Un’isola che trasuda storia, coraggio e senso di giustizia, luogo di dannati e di uomini di Stato, simbolo di una svolta nella lotta contro Cosa Nostra. L’Asinara entra ufficialmente nel circuito nazionale del Museo del Presente “Giovanni Falcone e Paolo Borsellino”, un piano condiviso a Palermo il 23 maggio 2025, diventato operativo con il Protocollo d’intenti firmato il 14 aprile a Cagliari tra la Regione, rappresentata dalla presidente Alessandra Todde, la Fondazione Falcone e l’associazione First social life, promotori del progetto, la Conservatoria delle Coste, l’Ente Parco nazionale dell’Asinara e il Comune di Porto Torres.

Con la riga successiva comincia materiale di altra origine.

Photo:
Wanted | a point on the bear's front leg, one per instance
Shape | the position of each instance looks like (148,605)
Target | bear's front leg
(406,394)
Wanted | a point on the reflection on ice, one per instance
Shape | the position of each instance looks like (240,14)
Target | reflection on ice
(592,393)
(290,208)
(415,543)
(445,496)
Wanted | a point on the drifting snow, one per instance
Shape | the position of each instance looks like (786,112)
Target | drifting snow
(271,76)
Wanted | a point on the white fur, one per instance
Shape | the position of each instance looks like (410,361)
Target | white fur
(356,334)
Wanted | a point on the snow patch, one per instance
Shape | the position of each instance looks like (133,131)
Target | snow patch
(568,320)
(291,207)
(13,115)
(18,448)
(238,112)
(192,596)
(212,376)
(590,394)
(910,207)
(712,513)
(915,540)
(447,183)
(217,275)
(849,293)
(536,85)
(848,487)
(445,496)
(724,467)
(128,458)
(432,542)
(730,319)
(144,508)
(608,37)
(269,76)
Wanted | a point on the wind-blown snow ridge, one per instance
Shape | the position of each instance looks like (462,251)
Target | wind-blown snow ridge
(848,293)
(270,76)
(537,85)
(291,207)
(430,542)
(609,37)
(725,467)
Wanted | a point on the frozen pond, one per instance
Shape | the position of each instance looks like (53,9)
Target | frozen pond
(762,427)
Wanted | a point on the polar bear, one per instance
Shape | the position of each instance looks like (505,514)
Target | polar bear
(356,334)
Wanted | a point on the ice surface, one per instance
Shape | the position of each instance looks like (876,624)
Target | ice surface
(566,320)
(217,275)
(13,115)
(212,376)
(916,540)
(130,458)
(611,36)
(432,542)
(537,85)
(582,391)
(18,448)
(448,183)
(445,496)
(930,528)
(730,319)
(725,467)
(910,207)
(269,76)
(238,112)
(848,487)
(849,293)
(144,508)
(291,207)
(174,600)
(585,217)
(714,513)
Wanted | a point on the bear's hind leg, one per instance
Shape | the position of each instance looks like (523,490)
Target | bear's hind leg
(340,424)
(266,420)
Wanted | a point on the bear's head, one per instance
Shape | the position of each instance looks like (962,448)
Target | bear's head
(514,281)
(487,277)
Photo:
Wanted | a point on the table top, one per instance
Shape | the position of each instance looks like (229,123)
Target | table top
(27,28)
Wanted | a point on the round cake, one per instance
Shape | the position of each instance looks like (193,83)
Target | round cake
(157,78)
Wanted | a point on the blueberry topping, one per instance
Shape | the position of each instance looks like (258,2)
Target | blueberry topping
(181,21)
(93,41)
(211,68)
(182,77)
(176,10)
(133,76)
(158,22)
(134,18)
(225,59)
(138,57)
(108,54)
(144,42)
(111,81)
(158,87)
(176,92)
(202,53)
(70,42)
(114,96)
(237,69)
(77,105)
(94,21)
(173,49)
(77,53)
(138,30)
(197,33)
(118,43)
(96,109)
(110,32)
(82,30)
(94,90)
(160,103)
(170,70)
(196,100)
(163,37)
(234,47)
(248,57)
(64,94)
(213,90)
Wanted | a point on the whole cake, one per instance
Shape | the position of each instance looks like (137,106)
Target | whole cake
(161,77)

L’isola diventa così un unicum museale, punto di riferimento culturale e civile che comprende la Foresteria Rossa, la casa che accolse i due magistrati nell’estate del 1985, giorni significativi per la preparazione del primo maxiprocesso contro la mafia. L’edificio è destinato ad accogliere il centro di attività formative per riaffermare la memoria collettiva nel rispetto della vocazione dell’Asinara non solo alla tutela ambientale, ma alla legalità e alla giustizia.
La famiglia
L’incontro, nell’Ufficio regionale della Presidenza, con il nipote di Falcone, Francesco Di Fresco, e il coordinatore del Museo del presente, Alessandro De Lisi, rafforza l’alleanza strategica che porterà alla predisposizione del piano attuativo con il recupero delle strutture carcerarie dismesse, dall’edificio di Campu Perdu al penitenziario di massima sicurezza di Fornelli, quindi alla nascita della Cittadella della Legalità, luogo di sviluppo delle attività di alta formazione e motore di educazione alla giustizia. «La storia della nostra Repubblica ha scritto una delle pagine più importanti proprio sull’isola dell’Asinara, e le istituzioni hanno la responsabilità di creare la consapevolezza nelle nuove generazioni», spiega Gianluca Mureddu, presidente del Parco dell’Asinara. «Lo scambio d’intenti offre a queste due terre, Sicilia e Sardegna, l’opportunità per promuovere la storia di due figure emblematiche della legalità, i giudici Falcone e Borsellino, e allo stesso tempo di cambiare il paradigma dell’Asinara, da isola chiusa a circuito aperto capace di esaltare gli eroi di Stato».
Il percorso
Un percorso cominciato con l’accordo quadro siglato il 10 settembre scorso tra l’Ente Parco e l’Università statale di Milano, un progetto ambizioso promosso da Nando Dalla Chiesa, docente ordinario di Sociologia della criminalità organizzata, con l’obiettivo di trasformare l’isola e le sue ex carceri in un Centro universitario di eccellenza per la ricerca scientifica sul patrimonio archivistico e storico sociale degli istituti di pena, attualmente nella disponibilità del Parco. Si pensa di attivare corsi di alta formazione destinati agli studenti universitari per la promozione e divulgazione dei risultati degli studi, così da promuovere progetti e iniziative di rango accademico in tema di educazione alla legalità e di amministrazione della giustizia, in un quadro di valorizzazione della funzione dell’isola all’interno degli eventi culturali nel Mediterraneo. L’accordo, che prevede in cambio la concessione di borse di studio per la frequenza al corso di dottorato di ricerca all’Università di Milano, sarà approvato nella riunione del prossimo consiglio direttivo del Parco, domani a Stintino.
Nando Dalla Chiesa, figlio del generale Carlo Alberto, vittima nel 1982 di un agguato mafioso, guida dal 2013 il progetto “Università itinerante”, l’iniziativa che trasforma l’ex carcere di massima sicurezza dell’Asinara in un luogo di alta formazione sui temi dell’antimafia, coinvolgendo studenti in seminari e attività didattiche. Giovani che troveranno ospitalità nelle strutture di accoglienza, edifici dismessi in fase di ristrutturazione, un patrimonio gestito dall’assessorato regionale all’Ambiente tramite la Conservatoria delle Coste, interessato da lavori di recupero, come l’ex carcere di Fornelli, e da interventi di efficientamento, come l’ex diramazione di Campu Perdu.